Tuesday Dec 07, 2010

All New Zonestat!

Part 1

Recently I gave a brief overview of the enhancements available in Solaris 11 Express. I also hinted at more blog entries, mostly featuring Solaris Zones and network virtualization.

Before experimenting with new functions it's useful to have some tools to measure the results. With that in mind, this blog entry and its successor(s) will discuss new measurement tools that are in Solaris 11 Express: zonestat(1), flowstat(1M) and dlstat(1M). I will start with zonestat.

Zonestat Introduction

But first some history. For Solaris 10 I created an open-source tool I named "zonestat". That tool filled a need: one integrated view of the resource consumption and optional resource control settings of all running zones. The resources listed included CPUs, physical memory, virtual memory, and locked memory. Zonestat provided a "dashboard" that greatly eased the task of monitoring the resource usage of Solaris Zones.

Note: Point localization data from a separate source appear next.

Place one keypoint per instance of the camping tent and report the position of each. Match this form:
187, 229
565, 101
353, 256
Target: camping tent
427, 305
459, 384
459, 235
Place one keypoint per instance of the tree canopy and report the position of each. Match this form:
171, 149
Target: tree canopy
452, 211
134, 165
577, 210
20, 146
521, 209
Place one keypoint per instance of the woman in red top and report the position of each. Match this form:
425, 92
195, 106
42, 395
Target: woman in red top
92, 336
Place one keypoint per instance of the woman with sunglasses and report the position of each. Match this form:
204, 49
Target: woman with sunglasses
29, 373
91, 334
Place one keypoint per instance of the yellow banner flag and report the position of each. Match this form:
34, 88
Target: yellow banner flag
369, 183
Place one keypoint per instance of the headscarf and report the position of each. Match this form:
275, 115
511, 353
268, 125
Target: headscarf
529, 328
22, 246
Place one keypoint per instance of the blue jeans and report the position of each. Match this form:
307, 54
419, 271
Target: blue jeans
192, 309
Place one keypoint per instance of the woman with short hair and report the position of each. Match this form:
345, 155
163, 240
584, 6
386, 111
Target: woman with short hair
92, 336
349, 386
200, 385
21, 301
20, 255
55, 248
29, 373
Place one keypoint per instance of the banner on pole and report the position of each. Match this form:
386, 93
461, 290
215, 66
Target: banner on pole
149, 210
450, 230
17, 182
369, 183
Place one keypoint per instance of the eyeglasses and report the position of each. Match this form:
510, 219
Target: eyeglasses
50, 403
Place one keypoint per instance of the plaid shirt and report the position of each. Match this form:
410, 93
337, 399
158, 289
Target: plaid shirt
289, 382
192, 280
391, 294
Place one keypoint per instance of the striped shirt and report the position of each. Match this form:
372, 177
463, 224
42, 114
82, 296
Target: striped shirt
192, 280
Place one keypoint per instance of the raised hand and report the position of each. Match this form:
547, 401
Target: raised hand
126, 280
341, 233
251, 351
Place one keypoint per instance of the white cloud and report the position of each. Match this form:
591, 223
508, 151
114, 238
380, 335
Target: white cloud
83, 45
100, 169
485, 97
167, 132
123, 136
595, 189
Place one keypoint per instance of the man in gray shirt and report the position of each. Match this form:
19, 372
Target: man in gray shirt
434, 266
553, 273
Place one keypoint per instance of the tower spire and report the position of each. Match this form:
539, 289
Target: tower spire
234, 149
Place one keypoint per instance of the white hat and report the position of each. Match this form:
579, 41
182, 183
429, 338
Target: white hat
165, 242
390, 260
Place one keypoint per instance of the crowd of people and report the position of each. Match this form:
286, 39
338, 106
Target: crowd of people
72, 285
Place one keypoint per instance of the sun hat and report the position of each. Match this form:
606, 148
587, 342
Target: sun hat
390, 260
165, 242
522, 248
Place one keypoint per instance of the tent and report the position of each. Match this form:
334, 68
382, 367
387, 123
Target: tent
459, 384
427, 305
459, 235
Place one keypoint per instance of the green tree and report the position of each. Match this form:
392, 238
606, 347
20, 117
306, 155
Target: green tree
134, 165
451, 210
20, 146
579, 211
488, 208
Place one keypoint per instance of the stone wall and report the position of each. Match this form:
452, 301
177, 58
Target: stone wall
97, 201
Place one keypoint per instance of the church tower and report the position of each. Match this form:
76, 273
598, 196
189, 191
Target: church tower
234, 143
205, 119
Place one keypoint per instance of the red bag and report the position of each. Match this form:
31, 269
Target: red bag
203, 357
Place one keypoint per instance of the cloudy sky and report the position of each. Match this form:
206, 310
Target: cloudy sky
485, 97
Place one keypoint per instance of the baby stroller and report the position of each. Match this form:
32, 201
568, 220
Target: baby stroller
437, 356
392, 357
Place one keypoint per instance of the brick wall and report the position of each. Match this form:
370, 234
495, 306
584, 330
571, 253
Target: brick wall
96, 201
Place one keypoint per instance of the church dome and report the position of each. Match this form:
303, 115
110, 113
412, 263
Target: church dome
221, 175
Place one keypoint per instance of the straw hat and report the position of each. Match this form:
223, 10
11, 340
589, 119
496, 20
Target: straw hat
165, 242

That tool has these main drawbacks:

  1. It's written in Perl and uses a large set of existing Solaris commands to gather all of the data that it needs. Executing all of those commands for each data sample uses a significant amount of CPU time.
  2. It is a separate tool, not part of Solaris. It is not supported.
  3. It was originally intended as a prototype, a demonstration of what could be accomplished. I made a number of enhancements along the way, but for a while it wasn't clear whether it made sense to upgrade it for Solaris 11.
However, even with those shortcomings, that zonestat script was put into production at a number of data centers.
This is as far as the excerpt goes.